The Bang Bang Club is the true story of four young combat photographers bonded by friendship and their sense of purpose to tell the truth. They risk their lives and use their cameras to tell the world of the violence associated with the first free elections in post-Apartheid South Africa. Ryan Phillippe, Malin Akerman and Taylor Kitsch star in a film that explores the thrills, danger, and moral questions associated with exposing the truth. — (C) tribeca
Steven Silver takes his documentary background and gives us a film that is highly stylized and almost documentary in nature. Stark and shocking, Silver was able to recreate the events in the book with impeccable realism, often too graphic in nature, of the atrocities of the conflicts between parties in South Africa before the fall of the apartheid. This is where the strength of the film lies, the visual aesthetic that is meant to get us shocked and shaken as we watch almost first hand accounts of death, murder, famine and anguish that the photographers documented on a daily basis. It hits you right where it’s meant to hit with the emotional weight of those one the screen just trying to survive the conflict. The visuals are meant to offer us the moral quandary of a maze, one where we can’t escape the violence and anguish that is on full display. We aren’t meant to understand what is happening other than it is just the way things were there and we can’t understand the motives.

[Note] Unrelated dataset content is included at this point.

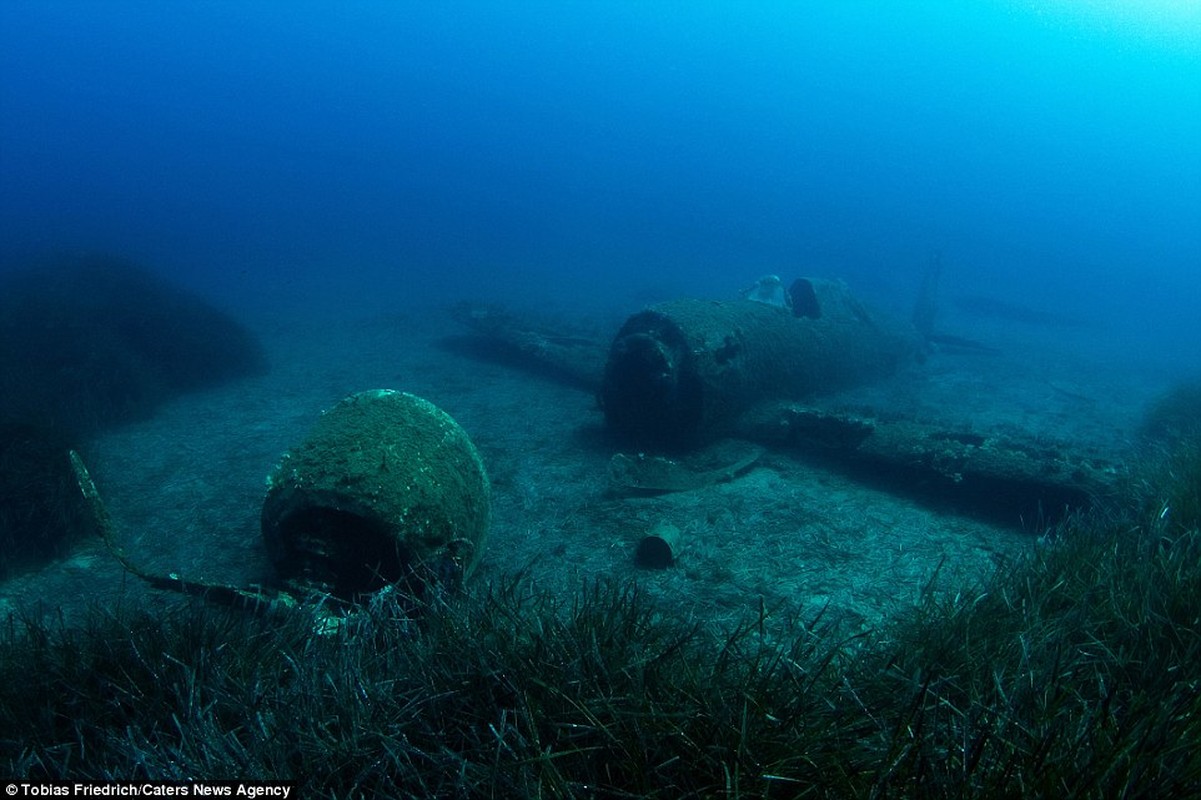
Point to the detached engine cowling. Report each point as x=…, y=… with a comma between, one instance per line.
x=682, y=372
x=387, y=489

The Bang Bang Club is moving film, but is slightly undercut with a lot of unnecessary side plots and some Hollywood influences that detract from the effect of the film. The love story between Phillippe and Akerman is nice, but is played up a lot more than it should be. It kind of takes you out of the element you are just being inundated with violent images and compelling scenes. They aren’t bad, it’s just that the director wanted to explore stories when the focus should have been on the photographer and their work. The acting from Kitsch and Phillippe is very good, moving from scene to scene and capturing horrors on film starts to take their toll on them. It is compelling and noticeable in the change of mood and mentality, particularly from Kitsch as the atrocities of conflict start to eat away at his conscience and mind. The young ideals of the photographers wanting to do good is challenged when their photos seem exploitative.
I can’t recommend this film enough to people. The film has its shortcomings in terms of overuse of style and polish that eliminates the gritty feel of the conflict torn South Africa. Silver went a little overboard with the visuals, but there is still a lot of impact to be had from the documentary feel of the battles and deaths in the movie. Kitsch and Phillippe do an amazing job at recreating fear and terror as they shot the conflict through the lens, adding to the chaotic nature that swept the pre-apartheid country. This captures perfectly, the struggles that the photographers went through as they battled with the idea of being profiteers off the suffering of others. It might get you to think more about the nature of war time photographers, but the idea isn’t explored fully, so you are left to draw your own ideas and conclusions.